Dream Big

Three years ago, Sydney Bihn was one year away from graduating with a degree in middle childhood education from Kent State University.

That year, the junior created a lesson plan that incorporated women of science to account for their absence in many textbooks for one of her course assignments. As her fellow teachers-to-be presented their own lesson plans, Bihn sat in the classroom wondering if she could have been a Mae Jemison, a Marie Curie or a Jane Goodall.

“Later on it dawned on me that I was only 21 and it was not the time to say ‘I could have’ when I still can,” said Bihn, originally of Sylvania who is now living in Streetsboro.

Not long after, Bihn, 24, changed her major to aerospace engineering, and on Saturday she will graduate as the only woman in Kent State’s first graduating class of 12 theoretical engineers.

“Being the first woman, it’s a cool title but I definitely would have preferred having more women to work with. I’ve learned that women in the field are truly remarkable. There seems to be more and more in the classes to come, and it’s definitely a benefit to the other women in the program and to the program itself. Maybe it’s a nice title for me, but I would give that up in a heartbeat to work with more women every day,” Bihn said.

Kent State has long offered hands-on engineering programs, but the aerospace engineering — which focuses on mechanics of aircraft and space craft and the technology that goes in them — is the
university’s first theoretical engineering program. The university has since added more engineering programs, but they have not yet graduated students.

Blake Stringer, the founding faculty member of the program, explained that he started planning the program in 2013 and wanted to offer aerospace engineering as no other nearby public university
offered it and because the the program would align well with Kent State’s strong aeronautics program, which teaches the operational side of aviation. At many institutions, aerospace engineering is a subset of mechanical engineering.

Stringer met Bihn around 2016 when she requested a meeting to discuss the engineering program. Bihn had been considering transferring to the University of Toledo or the University of Akron for mechanical engineering, but began leaning toward aerospace engineering at Kent State when Stringer said he would help her finish the program in three years.

“We came up with a plan, and now she’s one of our top students in this year’s graduating class in that major,” Stringer said.

Even with Stringer on her side, Bihn said the transition was terrifying. She tried to approach the situation as methodically as possible, and used campus resources, spoke with professors and advisors, shadowed engineers at her father’s company, and looked into the possibility of graduating with her teaching degree and then getting a master’s in engineering.

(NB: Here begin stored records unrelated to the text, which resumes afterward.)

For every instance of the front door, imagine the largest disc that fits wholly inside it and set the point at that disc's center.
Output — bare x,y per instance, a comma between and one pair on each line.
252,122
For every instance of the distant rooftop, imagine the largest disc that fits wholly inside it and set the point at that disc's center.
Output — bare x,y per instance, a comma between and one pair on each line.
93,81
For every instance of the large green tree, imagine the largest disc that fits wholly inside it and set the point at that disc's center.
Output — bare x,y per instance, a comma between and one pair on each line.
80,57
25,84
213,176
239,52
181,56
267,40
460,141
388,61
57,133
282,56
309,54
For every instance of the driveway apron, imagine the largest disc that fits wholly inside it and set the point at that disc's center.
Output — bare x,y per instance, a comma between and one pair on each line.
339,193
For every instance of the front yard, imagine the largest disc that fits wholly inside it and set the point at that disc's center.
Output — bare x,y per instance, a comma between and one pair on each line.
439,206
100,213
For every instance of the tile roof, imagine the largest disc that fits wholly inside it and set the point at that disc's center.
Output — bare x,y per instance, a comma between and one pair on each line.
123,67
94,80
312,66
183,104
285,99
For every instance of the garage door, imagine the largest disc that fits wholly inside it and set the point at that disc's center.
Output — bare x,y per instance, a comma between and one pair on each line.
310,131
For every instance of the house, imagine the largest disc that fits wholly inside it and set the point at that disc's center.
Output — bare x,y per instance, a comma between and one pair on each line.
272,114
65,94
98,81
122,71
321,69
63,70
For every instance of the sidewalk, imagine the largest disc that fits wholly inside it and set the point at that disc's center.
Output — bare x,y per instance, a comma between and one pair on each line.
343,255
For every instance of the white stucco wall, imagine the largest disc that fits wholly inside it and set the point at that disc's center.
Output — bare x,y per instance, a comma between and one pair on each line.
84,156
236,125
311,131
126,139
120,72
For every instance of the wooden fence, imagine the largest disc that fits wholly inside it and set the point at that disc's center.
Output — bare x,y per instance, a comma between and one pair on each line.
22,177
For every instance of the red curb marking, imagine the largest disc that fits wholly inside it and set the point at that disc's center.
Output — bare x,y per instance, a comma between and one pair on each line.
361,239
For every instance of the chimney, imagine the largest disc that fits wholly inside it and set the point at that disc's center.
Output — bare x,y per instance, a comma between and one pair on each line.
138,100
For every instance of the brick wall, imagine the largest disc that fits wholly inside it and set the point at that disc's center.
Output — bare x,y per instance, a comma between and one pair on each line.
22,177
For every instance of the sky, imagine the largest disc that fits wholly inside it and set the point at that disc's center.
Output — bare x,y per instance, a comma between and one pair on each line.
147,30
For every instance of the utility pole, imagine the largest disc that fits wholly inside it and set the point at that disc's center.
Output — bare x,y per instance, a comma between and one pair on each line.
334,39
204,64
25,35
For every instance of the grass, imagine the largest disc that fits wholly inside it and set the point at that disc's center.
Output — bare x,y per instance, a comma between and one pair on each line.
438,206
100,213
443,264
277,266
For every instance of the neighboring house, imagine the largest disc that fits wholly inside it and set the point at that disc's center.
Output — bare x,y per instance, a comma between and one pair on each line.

“I went through all of these avenues to make it work so that I wouldn’t feel like I was throwing away three years of education. That scared me. My parents were supportive, but you still get those side comments about switching majors so late and wasting time and money, but in the end it was a leap of faith. No matter how much research you do, you don’t know until you try,” she said.

Her final push was when she was on a website for female engineers, and her father texted to tell her that he had run into some nuns whose advice to her was, “Dream big.”

“So he sends that text and then this ad came up on the forum for a movie called ‘Dream Big: Engineering Our World.’ I thought maybe I need to take a chance and have a little faith that this is what I’m supposed to be doing. It was definitely a fearful decision, but sometimes you have to take a risk.”

Her big risk has paid off.

In the last three years, Bihn has held engineering internships at Prince and Izant Companies in Parma and at Kitty Hawk in Mountain View, California as part of the Brooke Owens Fellowship and has been a research assistant focused on wind-tunnel experimentation on different airplane wing shapes. She’s also served in leadership positions for various organizations, from local to international, all while maintaining a 3.93 GPA.

“She has really got the whole package,” Stringer said. “She knows how to master the course material. She knows how to get help when she needs it. She knows how to network and make connections in the industry. She knows what she wants to do. She’s a self starter and she goes after it. That’s why she’s been as successful as she has. She may talk about mentors, but she has a drive and she’ll do really well because of it.”

After graduation, Bihn will move to Gilbert, Arizona to be an associate manufacturing engineer at Northrop Grumman Space Systems.